Chapter 12 Problems      AGid      Statistical Modeling: A Fresh Approach (2/e)

• What is the difference between a “standard error” and a “confidence interval?”
• Why are confidence intervals generally constructed at a 95% level? What does the level mean?
• What is a sampling distribution?
• What is resampling? What is it used for?
• How does a confidence interval describe what might be called the reliability of a measurement?
• Does collinearity between explanatory vectors tend to make confidence intervals smaller or larger?
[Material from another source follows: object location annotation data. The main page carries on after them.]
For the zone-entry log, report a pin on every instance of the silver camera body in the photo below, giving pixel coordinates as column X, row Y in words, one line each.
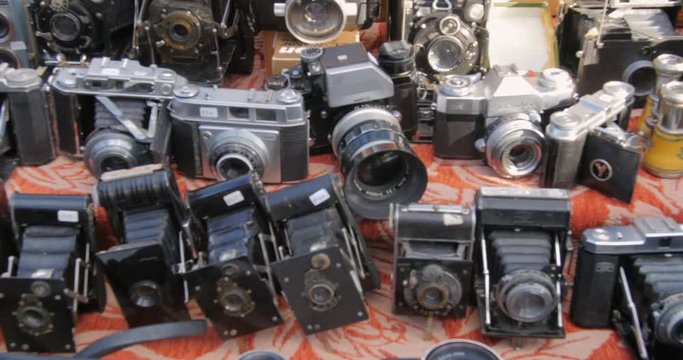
column 568, row 130
column 225, row 133
column 113, row 113
column 17, row 43
column 499, row 116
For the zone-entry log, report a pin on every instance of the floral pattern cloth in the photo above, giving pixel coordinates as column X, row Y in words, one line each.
column 384, row 335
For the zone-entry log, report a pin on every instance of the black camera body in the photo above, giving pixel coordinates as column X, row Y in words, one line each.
column 620, row 47
column 433, row 267
column 145, row 210
column 54, row 277
column 82, row 27
column 630, row 277
column 232, row 282
column 521, row 234
column 113, row 113
column 198, row 39
column 326, row 266
column 437, row 28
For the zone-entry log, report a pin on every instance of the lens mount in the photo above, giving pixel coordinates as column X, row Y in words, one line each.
column 65, row 27
column 317, row 21
column 145, row 294
column 181, row 30
column 234, row 153
column 379, row 166
column 669, row 324
column 109, row 150
column 527, row 296
column 32, row 317
column 233, row 299
column 514, row 146
column 461, row 350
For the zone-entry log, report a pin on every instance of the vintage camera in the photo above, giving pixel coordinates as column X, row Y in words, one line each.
column 315, row 21
column 618, row 45
column 73, row 28
column 17, row 43
column 433, row 247
column 664, row 158
column 225, row 133
column 568, row 131
column 232, row 282
column 519, row 286
column 117, row 109
column 25, row 121
column 197, row 39
column 54, row 276
column 449, row 36
column 498, row 117
column 630, row 277
column 325, row 265
column 668, row 68
column 375, row 157
column 397, row 59
column 146, row 212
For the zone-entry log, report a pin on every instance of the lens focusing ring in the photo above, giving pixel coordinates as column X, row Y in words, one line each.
column 527, row 296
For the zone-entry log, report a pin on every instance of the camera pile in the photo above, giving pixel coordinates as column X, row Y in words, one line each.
column 131, row 88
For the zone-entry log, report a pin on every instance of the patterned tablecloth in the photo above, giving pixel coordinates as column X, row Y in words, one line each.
column 384, row 335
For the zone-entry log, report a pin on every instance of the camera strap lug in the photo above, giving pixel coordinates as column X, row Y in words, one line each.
column 633, row 313
column 138, row 133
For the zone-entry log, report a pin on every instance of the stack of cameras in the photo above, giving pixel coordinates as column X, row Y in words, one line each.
column 507, row 252
column 629, row 278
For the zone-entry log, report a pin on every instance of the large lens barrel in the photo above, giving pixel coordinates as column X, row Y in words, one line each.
column 376, row 159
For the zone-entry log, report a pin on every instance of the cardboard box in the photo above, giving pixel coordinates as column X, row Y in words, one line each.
column 282, row 49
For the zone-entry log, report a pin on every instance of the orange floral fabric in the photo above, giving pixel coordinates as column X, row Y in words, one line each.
column 384, row 335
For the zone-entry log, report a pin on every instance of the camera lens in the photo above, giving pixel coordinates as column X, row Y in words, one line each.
column 5, row 26
column 65, row 27
column 641, row 74
column 514, row 146
column 444, row 54
column 669, row 325
column 314, row 21
column 235, row 153
column 527, row 296
column 321, row 294
column 461, row 350
column 379, row 166
column 108, row 150
column 145, row 294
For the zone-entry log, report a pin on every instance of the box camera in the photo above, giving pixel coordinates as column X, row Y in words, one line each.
column 449, row 36
column 232, row 282
column 24, row 113
column 664, row 158
column 519, row 285
column 315, row 21
column 498, row 117
column 54, row 276
column 433, row 247
column 197, row 39
column 618, row 46
column 146, row 212
column 568, row 131
column 117, row 109
column 82, row 27
column 375, row 157
column 17, row 43
column 225, row 133
column 630, row 277
column 325, row 265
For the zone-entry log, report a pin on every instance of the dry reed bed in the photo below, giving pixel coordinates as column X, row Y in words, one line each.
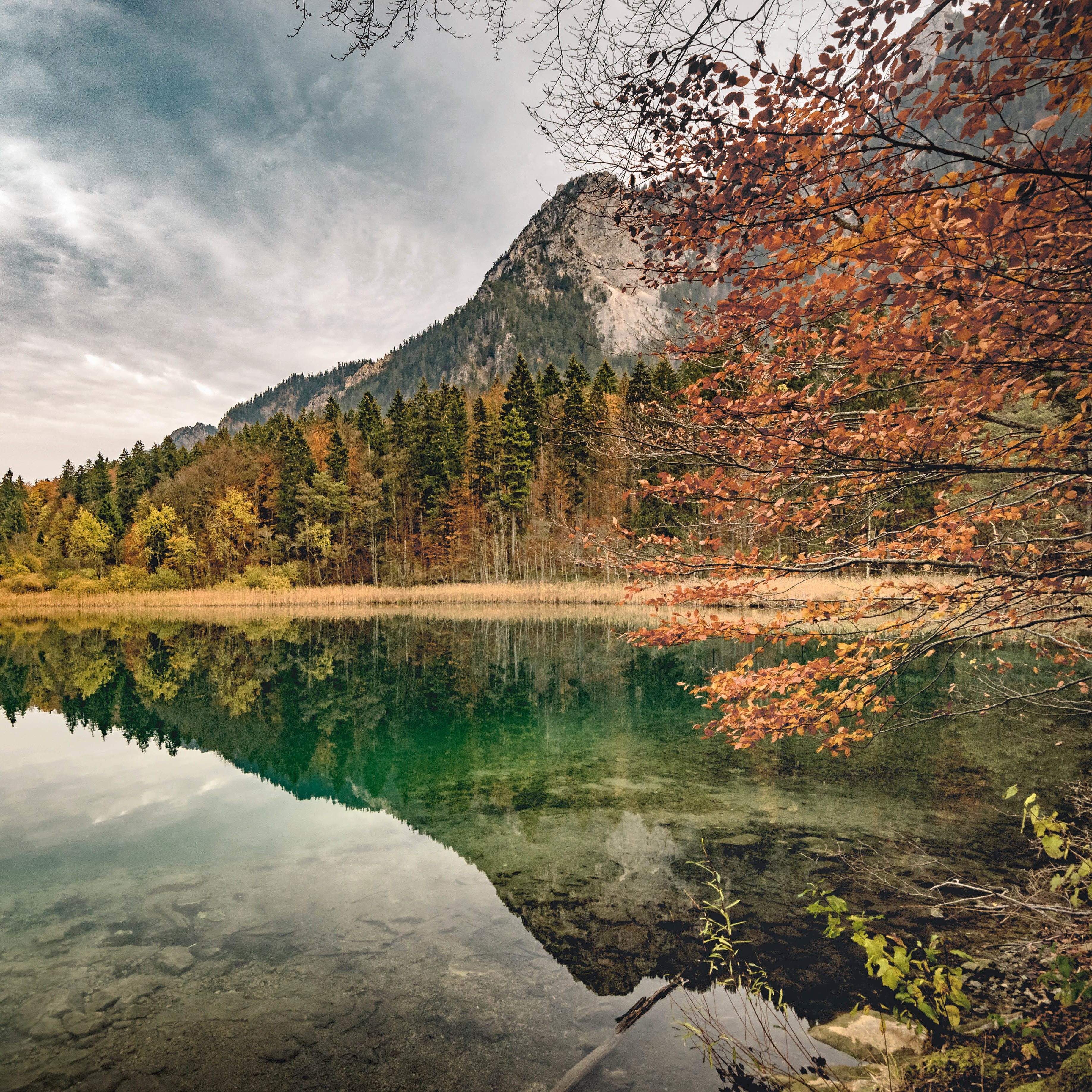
column 543, row 600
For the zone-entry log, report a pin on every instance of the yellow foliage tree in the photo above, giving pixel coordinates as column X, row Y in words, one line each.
column 153, row 536
column 89, row 538
column 233, row 526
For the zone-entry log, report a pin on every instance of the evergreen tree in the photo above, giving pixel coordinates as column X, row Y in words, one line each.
column 296, row 465
column 640, row 386
column 664, row 378
column 521, row 397
column 130, row 484
column 550, row 383
column 607, row 382
column 456, row 429
column 517, row 462
column 576, row 373
column 576, row 424
column 481, row 457
column 338, row 458
column 109, row 514
column 370, row 421
column 426, row 447
column 12, row 507
column 68, row 480
column 399, row 416
column 99, row 482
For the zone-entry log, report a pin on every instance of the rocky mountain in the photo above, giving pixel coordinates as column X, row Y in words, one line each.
column 567, row 284
column 189, row 435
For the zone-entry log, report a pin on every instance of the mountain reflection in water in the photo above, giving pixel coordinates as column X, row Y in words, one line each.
column 552, row 756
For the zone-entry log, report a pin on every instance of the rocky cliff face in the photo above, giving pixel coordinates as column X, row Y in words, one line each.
column 569, row 283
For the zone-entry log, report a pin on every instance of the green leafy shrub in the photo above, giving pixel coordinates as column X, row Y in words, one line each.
column 272, row 578
column 23, row 583
column 126, row 578
column 920, row 975
column 163, row 580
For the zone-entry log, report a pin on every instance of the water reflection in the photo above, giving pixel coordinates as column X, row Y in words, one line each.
column 555, row 759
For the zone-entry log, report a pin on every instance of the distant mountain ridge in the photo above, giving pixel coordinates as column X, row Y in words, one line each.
column 568, row 284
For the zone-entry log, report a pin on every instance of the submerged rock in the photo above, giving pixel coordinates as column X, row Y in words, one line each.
column 872, row 1037
column 174, row 960
column 84, row 1024
column 53, row 1005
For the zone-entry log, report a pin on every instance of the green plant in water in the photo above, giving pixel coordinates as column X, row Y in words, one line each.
column 921, row 977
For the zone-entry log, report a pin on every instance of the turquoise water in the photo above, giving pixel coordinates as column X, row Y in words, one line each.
column 415, row 853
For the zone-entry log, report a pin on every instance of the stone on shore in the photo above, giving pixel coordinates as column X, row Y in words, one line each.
column 872, row 1037
column 174, row 960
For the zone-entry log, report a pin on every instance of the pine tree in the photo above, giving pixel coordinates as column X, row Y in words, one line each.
column 607, row 382
column 640, row 386
column 296, row 465
column 576, row 423
column 338, row 458
column 517, row 462
column 456, row 429
column 550, row 383
column 399, row 416
column 68, row 480
column 664, row 377
column 99, row 482
column 520, row 396
column 109, row 514
column 12, row 507
column 130, row 485
column 576, row 373
column 481, row 457
column 370, row 421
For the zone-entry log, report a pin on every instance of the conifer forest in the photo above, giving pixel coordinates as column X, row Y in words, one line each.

Prob 12.01. Here’s a confidence interval: 12.3 ± 9.8 with 95% confidence.

(a)
What is 12.3?
•  margin.of.error
•  point.estimate
•  standard.error
•  confidence.level
•  confidence.interval

(b)
What is 9.8?
•  margin.of.error
•  point.estimate
•  standard.error
•  confidence.level
•  confidence.interval

(c)
What is 95%?
•  margin.of.error
•  point.estimate
•  standard.error
•  confidence.level
•  confidence.interval

Prob 12.02. Look at this report from a model of the kids’ feet data,

summary(lm(width~length+sex,data=kids))

Coefficients:
Estimate Std. Error t value Pr(>|t|)
(Intercept)   3.6412     1.2506   2.912  0.00614
length        0.2210     0.0497   4.447 8.02e-05
sexG         -0.2325     0.1293  -1.798  0.08055

(a)
Based on the output of the report, which of these statements is a correct confidence interval on the sexG coefficient?

 A -.23 ± 0.13 with 95 percent confidence B -.23 ± 0.13 with 50 percent confidence C -.23 ± 0.13 with 68 percent confidence D -.23 ± 0.0805 with 95 percent confidence E -.23 ± 0.23 with 68 percent confidence F None of the above

(b)
Based on the output of the report, which of these statements is a correct confidence interval on the length coefficient?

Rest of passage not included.